A new program pledges up to $20,000 to South Dakota long-term care facilities that want to enhance infection prevention at a time when other COVID-era support is waning.

Nursing home infection control became a more significantly part of daily activities as facilities worked around the clock to institute measures to combat the spread of COVID-19 and in the wake of final federal guidance on the infection preventionist position.

In July 2022, the Center for Medicare and Medicaid Services said that nursing homes needed an infection preventionist with “specialized training onsite at least part-time to effectively oversee the facility’s infection prevention and control program.”  At the time, McKnights reported that an IP needs time to “properly assess, develop, implement, monitor, and manage the infection prevention and control plan for the facility, address training requirements, and participate in required quality committees.”

South Dakota’s health department has said its new grants could help improve those programs or help recruit the people needed to fill them.

Those requirements, though, are daunting when rule meets reality. That’s especially true given that CMS did not require facilities to hire a full-time employee infection preventionist. Instead, many facilities, especially small- to medium-sized buildings, still need their IP to take care of other responsibilities.

“The infection preventionist rarely has the time to dedicate towards IPC responsibilities as they are often pulled to work the medical cart or fill in the gaps with nursing shortages,” Buffy Lloyd-Krejci, PhD, an expert in infection prevention and control in nursing homes, told McKnights last week. “We must begin to prioritize the full-time infection preventionist role if we ever hope to decrease the harms and deaths associated with infections within this vulnerable population.” 

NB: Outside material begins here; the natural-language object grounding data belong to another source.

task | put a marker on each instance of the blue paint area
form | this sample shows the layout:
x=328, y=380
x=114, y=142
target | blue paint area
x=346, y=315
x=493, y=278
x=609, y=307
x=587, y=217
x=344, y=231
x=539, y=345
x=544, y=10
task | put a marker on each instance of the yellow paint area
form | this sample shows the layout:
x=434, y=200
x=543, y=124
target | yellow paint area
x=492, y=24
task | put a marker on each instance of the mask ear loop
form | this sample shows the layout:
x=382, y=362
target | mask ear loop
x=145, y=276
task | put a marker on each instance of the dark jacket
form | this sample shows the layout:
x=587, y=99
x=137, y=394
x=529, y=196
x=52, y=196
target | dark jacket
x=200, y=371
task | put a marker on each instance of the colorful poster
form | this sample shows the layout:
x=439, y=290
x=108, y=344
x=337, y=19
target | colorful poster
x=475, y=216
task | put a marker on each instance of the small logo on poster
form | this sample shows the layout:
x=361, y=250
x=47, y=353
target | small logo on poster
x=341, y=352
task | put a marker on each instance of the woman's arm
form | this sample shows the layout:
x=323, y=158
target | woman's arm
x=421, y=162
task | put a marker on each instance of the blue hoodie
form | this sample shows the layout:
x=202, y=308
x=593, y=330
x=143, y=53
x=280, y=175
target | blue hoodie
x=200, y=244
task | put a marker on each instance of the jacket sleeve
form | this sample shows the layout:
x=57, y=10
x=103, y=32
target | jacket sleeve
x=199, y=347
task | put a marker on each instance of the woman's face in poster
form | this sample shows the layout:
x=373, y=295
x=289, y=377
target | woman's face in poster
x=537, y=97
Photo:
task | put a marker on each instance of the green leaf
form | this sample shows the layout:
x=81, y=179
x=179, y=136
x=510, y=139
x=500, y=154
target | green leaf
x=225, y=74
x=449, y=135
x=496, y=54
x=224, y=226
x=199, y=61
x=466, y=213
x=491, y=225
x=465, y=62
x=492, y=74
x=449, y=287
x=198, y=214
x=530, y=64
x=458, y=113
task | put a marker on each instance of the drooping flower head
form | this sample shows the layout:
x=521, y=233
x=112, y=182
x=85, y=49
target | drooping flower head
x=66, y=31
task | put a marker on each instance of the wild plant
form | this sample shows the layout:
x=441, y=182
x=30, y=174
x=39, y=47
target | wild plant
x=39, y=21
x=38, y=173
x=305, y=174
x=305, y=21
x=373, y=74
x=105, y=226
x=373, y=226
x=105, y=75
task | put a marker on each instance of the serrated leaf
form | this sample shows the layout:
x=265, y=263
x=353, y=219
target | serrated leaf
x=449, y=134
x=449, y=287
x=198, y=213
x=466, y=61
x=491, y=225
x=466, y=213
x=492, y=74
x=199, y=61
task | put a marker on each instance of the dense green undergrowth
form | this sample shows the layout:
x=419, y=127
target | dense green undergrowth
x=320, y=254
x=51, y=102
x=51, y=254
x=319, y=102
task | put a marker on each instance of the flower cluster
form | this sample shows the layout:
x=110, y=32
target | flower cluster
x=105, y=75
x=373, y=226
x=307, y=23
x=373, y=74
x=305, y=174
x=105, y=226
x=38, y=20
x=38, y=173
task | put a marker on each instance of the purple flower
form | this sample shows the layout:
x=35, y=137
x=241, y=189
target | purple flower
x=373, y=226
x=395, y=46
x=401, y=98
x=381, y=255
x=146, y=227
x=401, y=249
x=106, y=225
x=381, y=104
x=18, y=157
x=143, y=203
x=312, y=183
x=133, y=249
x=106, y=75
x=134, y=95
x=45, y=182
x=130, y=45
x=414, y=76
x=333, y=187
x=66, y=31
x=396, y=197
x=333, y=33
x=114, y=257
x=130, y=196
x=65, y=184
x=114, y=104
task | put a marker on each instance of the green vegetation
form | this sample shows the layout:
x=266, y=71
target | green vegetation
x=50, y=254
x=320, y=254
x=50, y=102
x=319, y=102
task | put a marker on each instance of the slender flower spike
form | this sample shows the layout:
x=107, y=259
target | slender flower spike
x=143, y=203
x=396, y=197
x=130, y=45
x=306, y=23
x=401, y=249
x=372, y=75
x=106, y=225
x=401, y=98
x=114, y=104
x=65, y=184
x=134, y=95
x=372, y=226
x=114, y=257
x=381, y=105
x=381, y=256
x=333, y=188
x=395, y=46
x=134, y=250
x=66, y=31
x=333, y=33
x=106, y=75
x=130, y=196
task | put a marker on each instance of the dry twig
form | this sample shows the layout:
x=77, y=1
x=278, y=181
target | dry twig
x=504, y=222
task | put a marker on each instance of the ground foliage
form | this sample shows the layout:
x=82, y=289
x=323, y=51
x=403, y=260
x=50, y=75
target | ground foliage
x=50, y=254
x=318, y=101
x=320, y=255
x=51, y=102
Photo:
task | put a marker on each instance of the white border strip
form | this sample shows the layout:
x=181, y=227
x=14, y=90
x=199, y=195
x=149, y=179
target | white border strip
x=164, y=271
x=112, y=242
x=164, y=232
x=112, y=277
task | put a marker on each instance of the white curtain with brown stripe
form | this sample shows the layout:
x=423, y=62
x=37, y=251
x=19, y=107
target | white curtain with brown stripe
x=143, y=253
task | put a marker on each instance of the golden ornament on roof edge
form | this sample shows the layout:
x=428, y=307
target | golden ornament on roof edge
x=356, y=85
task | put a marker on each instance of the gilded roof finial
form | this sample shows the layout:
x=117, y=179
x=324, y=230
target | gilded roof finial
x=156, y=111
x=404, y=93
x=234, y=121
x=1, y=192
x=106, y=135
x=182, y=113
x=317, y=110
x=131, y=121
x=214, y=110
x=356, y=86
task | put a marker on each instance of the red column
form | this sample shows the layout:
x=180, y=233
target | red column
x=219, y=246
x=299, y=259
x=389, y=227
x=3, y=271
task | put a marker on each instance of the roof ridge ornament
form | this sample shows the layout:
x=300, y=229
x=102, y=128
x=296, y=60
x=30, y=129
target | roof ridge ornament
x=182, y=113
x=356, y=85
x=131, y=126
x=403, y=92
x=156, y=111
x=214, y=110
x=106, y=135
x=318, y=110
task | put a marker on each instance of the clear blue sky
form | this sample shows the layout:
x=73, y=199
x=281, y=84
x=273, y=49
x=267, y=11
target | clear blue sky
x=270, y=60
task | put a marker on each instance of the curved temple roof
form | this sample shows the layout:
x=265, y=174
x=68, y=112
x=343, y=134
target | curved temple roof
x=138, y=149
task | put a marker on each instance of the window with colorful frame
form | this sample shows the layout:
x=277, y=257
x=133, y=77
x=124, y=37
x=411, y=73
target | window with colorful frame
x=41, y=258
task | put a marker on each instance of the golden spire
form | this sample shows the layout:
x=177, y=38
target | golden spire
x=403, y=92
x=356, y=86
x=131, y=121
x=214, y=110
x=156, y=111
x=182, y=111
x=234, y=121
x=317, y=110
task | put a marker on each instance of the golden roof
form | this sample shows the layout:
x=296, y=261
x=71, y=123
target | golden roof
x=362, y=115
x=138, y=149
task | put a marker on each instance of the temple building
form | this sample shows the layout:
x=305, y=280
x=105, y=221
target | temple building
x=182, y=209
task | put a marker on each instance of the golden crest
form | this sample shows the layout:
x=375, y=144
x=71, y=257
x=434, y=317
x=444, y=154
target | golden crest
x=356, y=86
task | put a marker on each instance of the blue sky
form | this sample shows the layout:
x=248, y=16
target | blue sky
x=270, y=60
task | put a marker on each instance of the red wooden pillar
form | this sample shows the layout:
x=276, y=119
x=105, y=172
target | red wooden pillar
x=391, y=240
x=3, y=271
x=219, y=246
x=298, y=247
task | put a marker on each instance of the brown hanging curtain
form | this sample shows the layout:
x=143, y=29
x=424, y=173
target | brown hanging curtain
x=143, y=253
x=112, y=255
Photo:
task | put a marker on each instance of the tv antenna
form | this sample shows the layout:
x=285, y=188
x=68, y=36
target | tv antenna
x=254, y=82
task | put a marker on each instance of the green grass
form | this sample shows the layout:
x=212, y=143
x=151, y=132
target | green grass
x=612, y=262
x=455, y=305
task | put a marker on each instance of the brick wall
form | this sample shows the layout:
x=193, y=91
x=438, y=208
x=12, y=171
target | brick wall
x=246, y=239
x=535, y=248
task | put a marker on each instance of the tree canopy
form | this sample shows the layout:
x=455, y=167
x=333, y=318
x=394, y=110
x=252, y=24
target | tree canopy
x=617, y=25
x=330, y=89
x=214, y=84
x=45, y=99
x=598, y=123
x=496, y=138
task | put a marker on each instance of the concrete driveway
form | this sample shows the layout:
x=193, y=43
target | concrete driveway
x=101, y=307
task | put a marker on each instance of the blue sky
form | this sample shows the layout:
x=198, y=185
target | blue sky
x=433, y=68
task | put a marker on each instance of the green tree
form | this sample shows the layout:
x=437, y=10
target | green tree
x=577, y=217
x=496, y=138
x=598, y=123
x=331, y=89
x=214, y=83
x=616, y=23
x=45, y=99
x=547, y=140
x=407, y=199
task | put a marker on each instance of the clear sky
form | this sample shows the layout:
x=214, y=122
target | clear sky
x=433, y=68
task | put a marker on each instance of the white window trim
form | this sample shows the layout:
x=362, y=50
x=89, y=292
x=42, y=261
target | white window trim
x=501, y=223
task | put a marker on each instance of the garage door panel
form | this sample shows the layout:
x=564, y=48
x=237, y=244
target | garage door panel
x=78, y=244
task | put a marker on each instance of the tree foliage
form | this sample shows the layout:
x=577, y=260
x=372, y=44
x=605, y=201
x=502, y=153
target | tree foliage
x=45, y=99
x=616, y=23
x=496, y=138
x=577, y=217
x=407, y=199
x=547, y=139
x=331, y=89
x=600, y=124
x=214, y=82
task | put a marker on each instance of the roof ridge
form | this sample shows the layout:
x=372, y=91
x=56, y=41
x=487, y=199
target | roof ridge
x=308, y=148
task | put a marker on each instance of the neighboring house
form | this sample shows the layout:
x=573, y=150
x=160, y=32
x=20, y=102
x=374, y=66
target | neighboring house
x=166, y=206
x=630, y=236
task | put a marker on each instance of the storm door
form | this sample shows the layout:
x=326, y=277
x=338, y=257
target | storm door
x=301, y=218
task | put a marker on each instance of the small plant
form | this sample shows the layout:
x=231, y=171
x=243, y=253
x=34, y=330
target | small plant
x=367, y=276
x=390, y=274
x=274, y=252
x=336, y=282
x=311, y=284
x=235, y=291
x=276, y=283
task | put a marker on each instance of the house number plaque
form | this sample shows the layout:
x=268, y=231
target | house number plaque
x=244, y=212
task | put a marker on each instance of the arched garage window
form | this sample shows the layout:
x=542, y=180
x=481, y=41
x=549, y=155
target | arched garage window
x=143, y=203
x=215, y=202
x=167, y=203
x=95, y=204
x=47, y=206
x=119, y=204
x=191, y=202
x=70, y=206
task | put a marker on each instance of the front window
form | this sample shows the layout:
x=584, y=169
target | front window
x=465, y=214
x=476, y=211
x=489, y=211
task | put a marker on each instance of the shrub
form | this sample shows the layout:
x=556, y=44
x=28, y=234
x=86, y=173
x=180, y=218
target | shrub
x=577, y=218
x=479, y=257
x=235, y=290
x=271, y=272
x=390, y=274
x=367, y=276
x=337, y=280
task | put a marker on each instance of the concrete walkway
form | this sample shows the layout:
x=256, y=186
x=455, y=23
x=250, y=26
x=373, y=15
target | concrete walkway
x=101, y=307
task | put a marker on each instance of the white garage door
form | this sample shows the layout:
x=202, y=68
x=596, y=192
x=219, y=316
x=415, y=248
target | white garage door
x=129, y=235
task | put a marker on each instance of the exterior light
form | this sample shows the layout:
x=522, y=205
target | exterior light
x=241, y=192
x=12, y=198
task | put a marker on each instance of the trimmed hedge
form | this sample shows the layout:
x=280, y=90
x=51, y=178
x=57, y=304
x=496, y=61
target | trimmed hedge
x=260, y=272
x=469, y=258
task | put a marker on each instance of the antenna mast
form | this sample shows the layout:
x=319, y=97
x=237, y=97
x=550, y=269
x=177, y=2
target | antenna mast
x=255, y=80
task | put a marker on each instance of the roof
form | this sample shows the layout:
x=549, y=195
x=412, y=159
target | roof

The vice president for Nursing and Clinical Services at Good Samaritan Society, which operates more than a dozen long-term care facilities in South Dakota, said the funds will be useful when it comes to managing infection control and prevention.

“While we face staffing challenges in nearly every community, finding qualified caregivers, including infection preventionists, is even more difficult in rural areas,” Rochelle Rindels said in a statement Thursday. “Many of our IPs are licensed nurses that we have grown and advanced into the IP role. Often times, when this position is open at one of our locations, the duties and program management falls to the Director of Nursing, which can lead to increased burnout.”

The South Dakota Department of Health’s announcement of the grant programs said the funds are intended to incentivize recruitment and retention. The department is using $2.5 million from the CDC’s Epidemiology and Laboratory Capacity Cooperative Agreement to fund the grants.

Still, at least one provider advocate said that the state’s suggestion that grants be used for salaries or upgrading part-time workers to full time falls flat. 

“This funding is a one-time award,” said Tammy Hatting, chief operating officer for the South Dakota Association of Healthcare Organizations. “It would not be feasible to use the funding for an extra [full-time employee] or salary boost since it would be impossible to apply one-time funding to ongoing expenses.”